Sketchnote diagram for: Codex CLI for OpenTelemetry Instrumentation: Agent-Driven Span Generation, Metrics Scaffolding, and Observability Pipelines

Codex CLI for OpenTelemetry Instrumentation: Agent-Driven Span Generation, Metrics Scaffolding, and Observability Pipelines

Existing Codex CLI observability coverage focuses on monitoring the agent itself — exporting traces from Codex sessions to backends like Grafana or SigNoz. This article addresses the inverse: using Codex CLI to systematically add OpenTelemetry instrumentation to your application code. The workflow covers gap auditing, span generation, metrics scaffolding, and CI enforcement — turning weeks of manual instrumentation grind into repeatable agent-driven pipelines.
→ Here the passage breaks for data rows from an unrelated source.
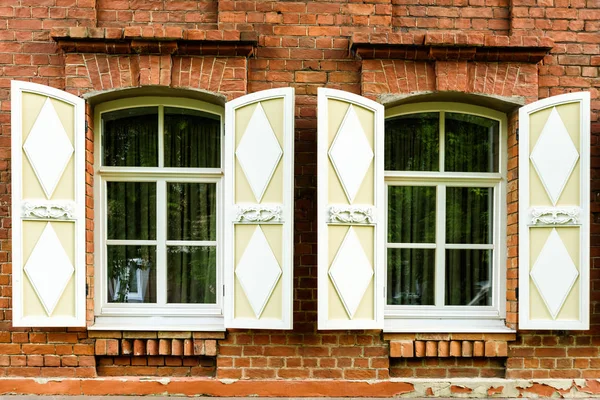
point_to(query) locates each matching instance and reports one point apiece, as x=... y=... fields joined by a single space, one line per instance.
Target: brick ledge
x=459 y=387
x=410 y=345
x=450 y=46
x=155 y=40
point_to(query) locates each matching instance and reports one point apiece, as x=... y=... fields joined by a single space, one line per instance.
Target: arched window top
x=492 y=102
x=444 y=137
x=95 y=98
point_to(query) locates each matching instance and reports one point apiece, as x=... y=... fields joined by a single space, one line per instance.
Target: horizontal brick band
x=156 y=347
x=449 y=345
x=450 y=46
x=153 y=40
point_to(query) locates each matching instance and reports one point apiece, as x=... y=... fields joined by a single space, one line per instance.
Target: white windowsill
x=416 y=325
x=159 y=323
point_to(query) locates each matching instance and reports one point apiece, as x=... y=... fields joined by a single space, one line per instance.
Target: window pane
x=411 y=214
x=411 y=276
x=192 y=211
x=131 y=210
x=130 y=137
x=468 y=277
x=131 y=274
x=191 y=274
x=471 y=143
x=412 y=142
x=192 y=139
x=469 y=215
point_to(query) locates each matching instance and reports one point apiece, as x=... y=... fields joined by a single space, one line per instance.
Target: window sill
x=159 y=323
x=439 y=325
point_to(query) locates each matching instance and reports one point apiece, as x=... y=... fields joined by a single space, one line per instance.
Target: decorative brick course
x=449 y=345
x=490 y=47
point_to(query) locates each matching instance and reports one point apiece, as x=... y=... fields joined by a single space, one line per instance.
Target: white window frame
x=159 y=315
x=439 y=318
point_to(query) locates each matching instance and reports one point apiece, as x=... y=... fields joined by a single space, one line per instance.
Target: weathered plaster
x=461 y=388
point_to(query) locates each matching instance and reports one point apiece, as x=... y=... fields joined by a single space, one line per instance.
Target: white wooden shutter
x=554 y=221
x=350 y=211
x=259 y=210
x=48 y=206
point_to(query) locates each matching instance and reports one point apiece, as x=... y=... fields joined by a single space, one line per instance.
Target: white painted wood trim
x=149 y=313
x=449 y=318
x=287 y=214
x=323 y=210
x=583 y=98
x=17 y=88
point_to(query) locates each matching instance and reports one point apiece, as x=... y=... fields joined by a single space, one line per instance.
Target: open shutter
x=48 y=206
x=350 y=211
x=259 y=204
x=554 y=224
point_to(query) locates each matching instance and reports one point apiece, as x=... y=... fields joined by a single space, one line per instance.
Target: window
x=159 y=201
x=445 y=173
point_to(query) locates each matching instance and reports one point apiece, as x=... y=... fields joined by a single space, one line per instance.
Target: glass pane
x=469 y=215
x=131 y=210
x=192 y=211
x=131 y=274
x=130 y=137
x=411 y=214
x=192 y=139
x=468 y=277
x=471 y=143
x=191 y=274
x=411 y=276
x=412 y=142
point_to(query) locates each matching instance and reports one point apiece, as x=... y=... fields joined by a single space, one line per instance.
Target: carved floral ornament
x=351 y=215
x=44 y=210
x=258 y=214
x=555 y=215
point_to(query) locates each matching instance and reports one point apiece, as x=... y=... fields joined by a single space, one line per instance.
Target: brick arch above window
x=101 y=59
x=394 y=63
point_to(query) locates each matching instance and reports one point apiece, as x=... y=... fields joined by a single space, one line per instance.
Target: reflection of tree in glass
x=471 y=143
x=191 y=215
x=123 y=264
x=130 y=137
x=412 y=142
x=192 y=139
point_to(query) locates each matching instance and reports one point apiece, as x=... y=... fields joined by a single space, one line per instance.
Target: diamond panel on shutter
x=259 y=190
x=48 y=199
x=554 y=226
x=350 y=204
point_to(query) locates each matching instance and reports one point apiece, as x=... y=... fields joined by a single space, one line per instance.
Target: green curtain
x=130 y=137
x=191 y=140
x=411 y=219
x=191 y=270
x=412 y=144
The Instrumentation Debt Problem

Most production services ship with auto-instrumentation covering HTTP handlers and database calls, but lack custom spans around business logic, domain events, and internal state machines¹. The OpenTelemetry project recommends starting with automatic instrumentation then progressively adding manual spans for areas needing deeper visibility². In practice, teams accumulate instrumentation debt because manual span creation is tedious and easily deprioritised.

Codex CLI’s non-interactive mode (codex exec) with --output-schema makes this tractable at scale³. The agent can audit gaps, generate idiomatic instrumentation, and validate the result — all without human intervention per file.

Architecture Overview

flowchart TD
    A[AGENTS.md OTel Standards] --> B[Gap Audit via codex exec]
    B --> C{Coverage Report JSON}
    C --> D[Span Generation Skill]
    C --> E[Metrics Scaffolding Skill]
    D --> F[Validation: go vet / tsc / pylint]
    E --> F
    F --> G[CI Gate: Minimum Coverage]
    G --> H[Export to Collector]

Phase 1: Encoding Standards in AGENTS.md

Before the agent generates a single span, establish conventions in your repository’s AGENTS.md:

## OpenTelemetry Standards

### Tracing
- Every exported function handling a business operation MUST create a span
- Span names follow `<package>.<Function>` convention (e.g. `orders.ProcessPayment`)
- Always defer span.End() immediately after creation
- Record errors with both span.RecordError(err) AND span.SetStatus(codes.Error, msg)
- Add semantic attributes: `service.operation`, `business.entity_id`, `business.outcome`

### Metrics
- Use histograms for latency, counters for throughput, gauges for queue depth
- Metric names follow `<service>.<subsystem>.<metric>` (e.g. `checkout.payments.duration_ms`)
- All metrics MUST include `environment` and `service.version` attributes

### Anti-patterns
- Do NOT create spans inside tight loops (>100 iterations)
- Do NOT add PII as span attributes
- Do NOT use string concatenation for span names — use constants

This ensures every agent-generated instrumentation line follows team conventions without per-prompt repetition⁴.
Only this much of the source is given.